Das Personal bildet ein pandemisches Prototypen-Kabinett. Der Burgherr Friedrich Wilhelm ist der Politiker, von Tjark Bernau angemessen überfordert gespielt. Einer, der den Ton angeben muss und doch selber nichts weiß. Wenn es heikel wird, schickt er seinen Lakaien Gustav (Janning Kahnert) vor. Die Medizinalrätin Sophie Caroline Kühn (Stephanie Leue) vertritt das Robert-Koch-Institut, na ja, jedenfalls die Wissenschaft, die die Leichen am liebsten erst mal aufschneiden würde. Ihr Sohn Hugo (Justus Pfankuch) ist der notorische Nörgler und Skeptiker, die Dame Lydia Skriem (Lou Strenger) die Esoterikerin. Flora, das Kind, wird gespielt von der ältesten in der Runde, der Schauspielerin Annette Büschelberger mit langen grauen Haaren, was der Ärztin gleich verdächtig vorkommt: ein Fall von "beschleunigter Zellteilung"? Und dann ist da ja noch der Totengräber, ein phlegmatischer Brocken mit Mantel und Zylinder (Raphael Rubino), dem Löhle ein schönes Futur II in den Mund gelegt hat: "Wenn wir ihn in den Sarg gelegt haben werden ..."
Es gibt auch eine Rahmenhandlung, darin erzählt der Autor in altmodischem Deutsch von einem Kauz namens Ambrosius Freudenbach jr., der auszieht, Kleinsttiere zu erforschen, Käfer, Maden, Asseln, Spinnen. Er wird alsbald ein Gelehrter auf diesem Feld und weiß in einer metaphorischen Schlüsselszene über eine Raupe aus der Gattung der Zünsler zu dozieren, die Nymphula nymphaeata, die sich unter Wasser in mehreren Verpuppungsstadien zum Schmetterling entwickelt. Das Wunder der Metamorphose - es kann womöglich auch einen Menschen im Cocooning ereilen. Aber man kann sich natürlich auch als eine schnöde Motte entpuppen.

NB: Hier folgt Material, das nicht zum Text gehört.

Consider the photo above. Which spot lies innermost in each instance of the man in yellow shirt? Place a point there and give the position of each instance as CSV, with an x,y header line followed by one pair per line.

Die Zwischenszenen mit dem Insektenforscher (Maximilian Pulst) sind wie filmisch ausgestanzt aus einem schwarzen Nichts. Sami Bill lässt es tricktechnisch schneien und virtuell die Schmetterlinge schwirren, aber es geht dann auch die Videoeffektlust mit ihm durch, manchmal bis an die Grenze zum artifiziellen Kitsch. Effektiver wäre es gewesen, mehr Thrill in und zwischen den Figuren zu suchen, die er öfters mal durchhängen lässt. Dass er ihre Gedanken anfangs aus dem Off sprechen lässt, wirkt auch nur wie eine Spielerei.
Es gibt verschiedene Kameraperspektiven und Close-ups, auch mal eine Kamerawackelfahrt durch ein Türen-Labyrinth - es sind dies die Möglichkeiten und die Eigenständigkeit eines Theaterfilms. Wie schön wird es sein, bei einer Live-Aufführung irgendwann selber wieder Blickregie zu führen, als autonomer Zuschauer! Aber es gilt leider der Schlusssatz des Burggrafen, nachdem er fälschlicherweise den armen Forscher Ambrosius für den Mörder gehalten und mit dem Schürhaken erstochen hat: "Es ist noch nicht vorbei."